Common Mistakes to Avoid
-
Not including the source ID in the API response output: The API response body often does not include the ID used to call it, since the ID is implicit in the URL. If you do not explicitly add the source ID as a column in the output dataset, you cannot join the API results back to other tables in Snowflake. Always add the source ID as a mapped column in the transformation step.
-
Ignoring rate limit responses: A 429 error means the record was not fetched. If the pipeline continues without retrying that record, the output is missing data with no visible indication. Always configure retry logic for 429 responses with a wait period before the retry attempt.
-
Running the full ID list on every pipeline execution: Re-fetching all IDs daily when only a subset changed is wasteful and consumes API rate limit quota unnecessarily. Use incremental ID selection from Snowflake based on a modified timestamp to keep each run proportional to actual data change.
-
Not writing individual record failures to an error table: If the pipeline stops on the first failed record, no subsequent IDs are fetched. If it silently skips failures, data goes missing with no audit trail. Write failures to a dedicated error table and continue the loop; review the error table after each run.
-
Loading results without a primary key for upsert: Without a primary key configured in the destination, re-running the pipeline appends duplicate rows rather than updating existing ones. Always configure a primary key on the destination table when using upsert mode.
-
Not testing with a small ID sample first: Running the full ID list in the first test consumes rate limit quota and loads unvalidated data to the destination. Test with 10 to 20 IDs, inspect the output manually to confirm field mapping and ID inclusion, then expand to the full list.
Conclusion
Iterating API calls over a list of IDs pulled from a Snowflake table is a standard per-record enrichment pattern that replaces fragile Python looping scripts with a configurable, auditable pipeline. The process follows a consistent sequence: query the filtered ID list from Snowflake, configure a dynamic URL with the ID placeholder, set rate limit delays and retry rules, parse the response and add the source ID to the output, write errors to a separate table, load successes to the destination with upsert mode, and schedule with incremental ID filtering.
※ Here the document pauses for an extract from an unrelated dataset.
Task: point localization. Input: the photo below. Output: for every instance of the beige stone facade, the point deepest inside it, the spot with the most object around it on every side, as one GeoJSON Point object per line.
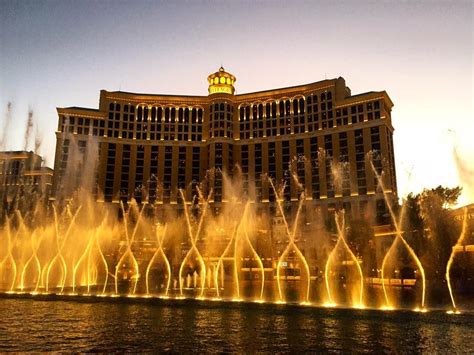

Integrate.io's REST API source handles the #{fieldName} URL substitution and per-record call loop natively, with the Snowflake source feeding IDs directly into the loop without custom code. The transformation layer maps nested response fields, adds timestamps, and joins the source ID back to the output in the same component.
Once this pattern works for one API endpoint and ID type, the same pipeline structure applies to any other endpoint that follows a per-record call pattern. A single reusable template replaces an entire category of maintenance-heavy Python scripts: one for Addepar portfolio IDs, one for Salesforce contact IDs, one for fund performance IDs. The pipeline becomes the script, and the script never needs to be rewritten again.